Water Soluble Fats and Detoxification
Water soluble fats are necessary to safely escort toxins out of the body. Aajonus noted that toxins stored in fat tissue need to be mobilized, and that water soluble fats provide the vehicle for binding those toxins in a form that can be safely transported and eliminated. Toxins bound in water, without water soluble fats, do more damage than toxins bound in fat because water-bound toxins remain soluble and reactive. Fat-bound toxins are sequestered and neutralized.
He stated that water soluble fats are specifically needed to eliminate toxins stored in fat tissue safely. The body requires them to make the solvents and dissolving compounds that can break down hardened, crystallized, or plastic fats and the toxins trapped within them. Coconut cream, because of its water soluble fat concentration, was described as particularly effective at dissolving waxy and plastic fat deposits, feeding the lymphatic system, and chemically dissolving toxic material that has accumulated in cells and tissues.
He also noted that coconut cream can form esters and ethyl products when consumed, which serve as organic solvents within the body capable of dissolving toxic compounds. This is an organic and beneficial cleansing process distinct from the harsh, caustic solvent effect of pressed oils used without accompanying animal fats.

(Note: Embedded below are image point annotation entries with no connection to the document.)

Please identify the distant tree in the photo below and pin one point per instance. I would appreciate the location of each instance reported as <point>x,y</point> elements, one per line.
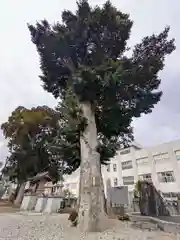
<point>84,62</point>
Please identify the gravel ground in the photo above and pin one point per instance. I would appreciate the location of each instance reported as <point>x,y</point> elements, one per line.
<point>56,227</point>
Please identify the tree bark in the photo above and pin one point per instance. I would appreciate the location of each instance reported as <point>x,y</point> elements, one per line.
<point>91,202</point>
<point>20,194</point>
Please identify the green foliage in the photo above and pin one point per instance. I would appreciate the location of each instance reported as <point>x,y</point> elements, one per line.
<point>29,132</point>
<point>84,60</point>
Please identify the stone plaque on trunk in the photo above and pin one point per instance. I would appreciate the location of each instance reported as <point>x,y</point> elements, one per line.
<point>96,181</point>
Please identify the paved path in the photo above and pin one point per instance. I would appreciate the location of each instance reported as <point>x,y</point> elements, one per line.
<point>56,227</point>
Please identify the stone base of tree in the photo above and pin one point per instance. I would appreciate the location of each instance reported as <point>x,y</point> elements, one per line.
<point>53,204</point>
<point>29,202</point>
<point>41,204</point>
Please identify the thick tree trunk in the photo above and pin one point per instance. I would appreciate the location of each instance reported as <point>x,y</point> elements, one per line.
<point>20,194</point>
<point>91,203</point>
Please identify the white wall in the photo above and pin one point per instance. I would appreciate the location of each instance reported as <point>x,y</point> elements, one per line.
<point>152,167</point>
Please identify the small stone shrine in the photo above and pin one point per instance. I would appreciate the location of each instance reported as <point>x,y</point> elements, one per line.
<point>43,195</point>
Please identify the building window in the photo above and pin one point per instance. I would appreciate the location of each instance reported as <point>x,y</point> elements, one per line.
<point>177,153</point>
<point>126,165</point>
<point>145,177</point>
<point>126,151</point>
<point>114,167</point>
<point>161,157</point>
<point>142,161</point>
<point>128,180</point>
<point>166,176</point>
<point>115,182</point>
<point>171,195</point>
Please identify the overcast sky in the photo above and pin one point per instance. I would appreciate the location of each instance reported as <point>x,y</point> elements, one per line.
<point>19,64</point>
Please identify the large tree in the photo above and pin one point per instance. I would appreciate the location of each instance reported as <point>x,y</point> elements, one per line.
<point>29,132</point>
<point>84,62</point>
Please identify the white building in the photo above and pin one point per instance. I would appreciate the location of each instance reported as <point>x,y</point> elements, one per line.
<point>160,164</point>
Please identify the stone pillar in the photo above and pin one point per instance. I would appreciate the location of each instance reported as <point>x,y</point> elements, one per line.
<point>53,204</point>
<point>41,204</point>
<point>29,202</point>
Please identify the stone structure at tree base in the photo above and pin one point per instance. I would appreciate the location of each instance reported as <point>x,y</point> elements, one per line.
<point>36,189</point>
<point>43,195</point>
<point>150,201</point>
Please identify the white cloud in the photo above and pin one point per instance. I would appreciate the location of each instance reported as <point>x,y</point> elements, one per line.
<point>19,64</point>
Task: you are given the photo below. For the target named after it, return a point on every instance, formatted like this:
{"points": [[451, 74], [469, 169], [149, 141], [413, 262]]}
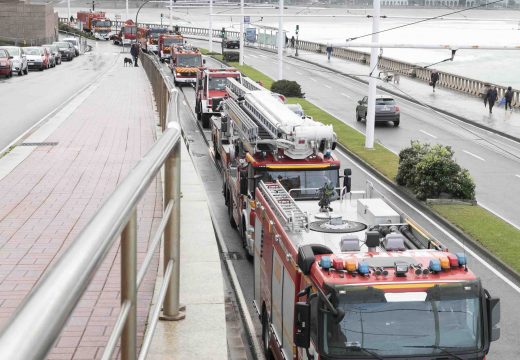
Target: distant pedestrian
{"points": [[397, 78], [492, 97], [329, 51], [509, 98], [434, 77], [134, 51]]}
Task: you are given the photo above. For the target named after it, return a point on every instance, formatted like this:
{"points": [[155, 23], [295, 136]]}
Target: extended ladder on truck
{"points": [[289, 212]]}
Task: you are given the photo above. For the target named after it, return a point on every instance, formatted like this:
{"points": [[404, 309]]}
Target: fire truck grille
{"points": [[345, 226]]}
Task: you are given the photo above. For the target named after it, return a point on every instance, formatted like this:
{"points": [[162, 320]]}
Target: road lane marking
{"points": [[427, 133], [475, 156], [435, 224]]}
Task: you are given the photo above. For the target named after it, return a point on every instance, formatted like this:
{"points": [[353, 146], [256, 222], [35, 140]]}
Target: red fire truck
{"points": [[166, 44], [87, 18], [258, 138], [210, 90], [356, 279], [185, 64]]}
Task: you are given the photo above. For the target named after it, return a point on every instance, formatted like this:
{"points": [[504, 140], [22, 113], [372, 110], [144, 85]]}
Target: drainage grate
{"points": [[232, 255], [39, 144]]}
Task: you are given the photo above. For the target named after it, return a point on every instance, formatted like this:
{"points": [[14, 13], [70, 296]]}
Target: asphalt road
{"points": [[25, 100], [493, 161], [498, 284]]}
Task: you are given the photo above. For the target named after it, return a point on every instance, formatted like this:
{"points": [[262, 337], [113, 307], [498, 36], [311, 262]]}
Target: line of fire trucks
{"points": [[338, 274]]}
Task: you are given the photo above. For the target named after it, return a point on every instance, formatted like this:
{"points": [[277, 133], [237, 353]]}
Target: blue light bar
{"points": [[325, 262], [363, 268], [462, 258], [435, 265]]}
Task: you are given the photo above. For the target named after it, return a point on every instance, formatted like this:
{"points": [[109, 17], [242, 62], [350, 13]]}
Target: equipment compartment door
{"points": [[277, 297]]}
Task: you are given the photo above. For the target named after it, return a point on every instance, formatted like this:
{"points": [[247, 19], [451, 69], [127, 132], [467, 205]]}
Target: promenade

Comparison to Pressed Oils
Aajonus consistently placed pressed oils, including olive oil, flax oil, and coconut oil, into a category separate from true fats. He said that pressed oils are approximately 90 percent solvent-reactive in the body, meaning the body converts nearly all of them into substances to dissolve toxic material rather than using them for building, fueling, or lubricating tissue. He emphasized that pressed oils contain none of the water soluble vitamins and none of the water soluble nutrients that whole fat sources provide.
When pressed oils are consumed without accompanying animal fats, the solvent they produce in the body becomes caustic without a buffer, comparable to using a pure industrial degreaser with no water to dilute it. The result is a toxic, reactive mess circulating in the blood. The animal fats are needed as the stabilizing medium. He recommended using pressed oils only in small quantities and always in the context of a meal that includes animal fats.
The exception in terms of relative safety was coconut oil, which he described as "the least problematic" of the pressed oils because it does not become acidic in the body and therefore has more uses than the acrid oils like safflower, flax, or olive. However, he was unambiguous that even coconut oil is an inferior product compared to coconut cream, because coconut oil contains none of the water soluble fats. "Coconut cream is much better."
Destruction Threshold and Practical Implications
The destruction threshold for water soluble fats is 92 to 105 degrees Fahrenheit depending on the source passage. Aajonus stated in different contexts that water soluble fats begin to be destroyed at 92 degrees and are effectively eliminated by 105 degrees. This range is below the temperature of a hot bath, below the temperature of pasteurization, far below any cooking temperature, and even below the threshold of warm processing used in many supposedly raw food products. He noted that no cold-pressed coconut oil or butter labeled as raw is actually produced below 118 degrees Fahrenheit, regardless of label claims.
The practical implication is total: any cooked, pasteurized, processed, or heated food contains no water soluble fats. Every packaged food, every restaurant meal, every pasteurized dairy product, every pressed oil, every canned product is entirely devoid of this majority fraction of fat. Only truly raw foods, consumed without any heat, retain their water soluble fat content. Aajonus said that if people fully understood the importance of water soluble fats and knew they were destroyed at temperatures as low as 102 to 105 degrees, "you would never cook anything again."